Watika   by John Paul Gehrs

The following is a picture story, narrated by the author, telling how the novel was created over a span of 70 years.

John Paul Gehrs

"In 1952, I entered St. Lawrence College High School in Mt. Calvary, Wisconsin. In my third year I became intrigued for some reason by the North woods of Canada, and I wrote a letter to a couple who lived in Alberta. They wrote back and thanked me for my letter. That made the distant land of Alberta, Canada seem much more real. While studying German, Physics, Latin and English, I found the time to write a short story, hoping to have it published in the school's fine magazine, named after the main building, called the Laurentianum.

My brother-in-law owned a construction company, so I made the main Character a construction contractor who lived by himself in Alberta in a large log cabin. The cabin had a deck out back where the Contractor enjoyed watching the deer and other wild animals moving about in the thick woods behind his home.

Early one evening, as he walked out on his deck, the Contractor saw a Canadian Indian woman stooped over the fire pit he used to burn unwanted papers.

That's what I wrote, and that's what I imagined. I have a photographic memory. I can review a scene in detail and even "feel" the situation occurring, but I must be reminded first through some trigger that I saw what I saw, since there is no time/date/place details included in my memory.

I am now recalling what went through my mind while writing the short story, sitting at my study-hall desk in Mt. Calvary, Wisconsin in 1955, 70 years ago. As I am writing this, I can see the woman near the fire pit, with the railing of my Character's deck partially blocking my view of her, until, that is, I mentally move forward to the edge of the deck.

Now I can see her long black hair, her ankle-length dress, which was dirty by the way, and her dirty bare feet.
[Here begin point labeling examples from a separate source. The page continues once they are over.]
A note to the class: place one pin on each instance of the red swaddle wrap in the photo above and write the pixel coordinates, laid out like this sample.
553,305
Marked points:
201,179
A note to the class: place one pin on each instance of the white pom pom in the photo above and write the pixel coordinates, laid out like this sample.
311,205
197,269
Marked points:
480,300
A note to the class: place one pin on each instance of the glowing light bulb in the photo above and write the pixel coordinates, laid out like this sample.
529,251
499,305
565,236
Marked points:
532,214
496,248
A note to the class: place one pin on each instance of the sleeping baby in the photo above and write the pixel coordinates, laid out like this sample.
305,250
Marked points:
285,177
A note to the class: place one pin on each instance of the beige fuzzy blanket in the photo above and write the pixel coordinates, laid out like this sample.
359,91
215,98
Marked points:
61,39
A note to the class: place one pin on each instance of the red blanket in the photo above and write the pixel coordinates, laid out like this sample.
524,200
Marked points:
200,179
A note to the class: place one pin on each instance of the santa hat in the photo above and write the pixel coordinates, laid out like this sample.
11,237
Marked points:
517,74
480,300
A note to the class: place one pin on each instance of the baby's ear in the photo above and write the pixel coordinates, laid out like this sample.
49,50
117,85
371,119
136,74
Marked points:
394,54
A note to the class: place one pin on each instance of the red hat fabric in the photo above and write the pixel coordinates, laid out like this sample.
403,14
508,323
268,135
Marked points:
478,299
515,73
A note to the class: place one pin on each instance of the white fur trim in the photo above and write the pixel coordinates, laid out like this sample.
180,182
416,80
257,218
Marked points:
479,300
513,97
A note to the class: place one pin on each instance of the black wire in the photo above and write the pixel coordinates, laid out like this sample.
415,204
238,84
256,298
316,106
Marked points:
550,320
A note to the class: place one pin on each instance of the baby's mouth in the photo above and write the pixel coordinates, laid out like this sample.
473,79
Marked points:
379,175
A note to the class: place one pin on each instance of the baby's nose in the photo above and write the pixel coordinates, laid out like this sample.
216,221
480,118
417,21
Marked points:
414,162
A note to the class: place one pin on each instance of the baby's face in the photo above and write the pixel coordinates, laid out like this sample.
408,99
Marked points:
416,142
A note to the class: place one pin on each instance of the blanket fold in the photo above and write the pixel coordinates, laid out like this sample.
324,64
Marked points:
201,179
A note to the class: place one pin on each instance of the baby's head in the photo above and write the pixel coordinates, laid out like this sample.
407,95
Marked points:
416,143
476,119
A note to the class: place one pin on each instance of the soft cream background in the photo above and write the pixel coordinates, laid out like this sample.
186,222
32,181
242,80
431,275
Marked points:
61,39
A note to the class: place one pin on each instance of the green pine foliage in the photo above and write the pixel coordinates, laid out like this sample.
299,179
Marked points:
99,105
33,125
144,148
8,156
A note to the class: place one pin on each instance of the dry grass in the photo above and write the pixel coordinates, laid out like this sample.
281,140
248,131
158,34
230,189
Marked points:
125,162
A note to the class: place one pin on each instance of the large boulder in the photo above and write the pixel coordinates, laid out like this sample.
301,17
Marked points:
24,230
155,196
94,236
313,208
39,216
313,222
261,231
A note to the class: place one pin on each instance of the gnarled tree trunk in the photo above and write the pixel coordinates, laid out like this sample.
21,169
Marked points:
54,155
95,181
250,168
As soon as she comes into full view, I see her jump up, look at me for a moment with her beautiful black eyes, then turn and run off into the pine woods behind the Contractor's home. I feel the Contractor's urge to run after her, his muscles tensing up to take action, which he does.

For my High School short story, I named the woman, Watika. I made it up, thinking it sounded like an Indian woman's name.

In 1981, 40 years after I wrote the short story, my wife and I traveled to the north woods in our motorhome on vacation. She decided to go outside, I don't and didn't know why. After a while I decided to look for her.

You can imagine the memory-shock I experienced when I stepped out of the motorhome and found a woman with long black hair, stooping over a fire pit, in a dirty ankle-length dress and dirty bare feet. It was my wife!

I call it a memory-shock when I see an image that matches very closely with my photographic memory of a person or an event.

I grabbed my camera and took the photo of my wife, which I used on the front cover of the novel, Watika. No, it was not staged to match the memory I have of Watika, 70 years ago. We both agree, it doesn't even look like my wife.

That's me, John Paul Gehrs, and my "Watika," my wife of 40+ years.

I finished the story I started in High School, creating the novel Watika. The photo on the cover takes me back 40 years when we traveled to the north woods in our motorhome, and it takes me back to my third year in High School, 70-years ago, when I wrote the short story, Watika; something a time-traveler would have experienced.

I hope you enjoy the novel. If some things you read seem like they really happened, it's because they did. I've personally been to all of the places Warren Meir took Watika."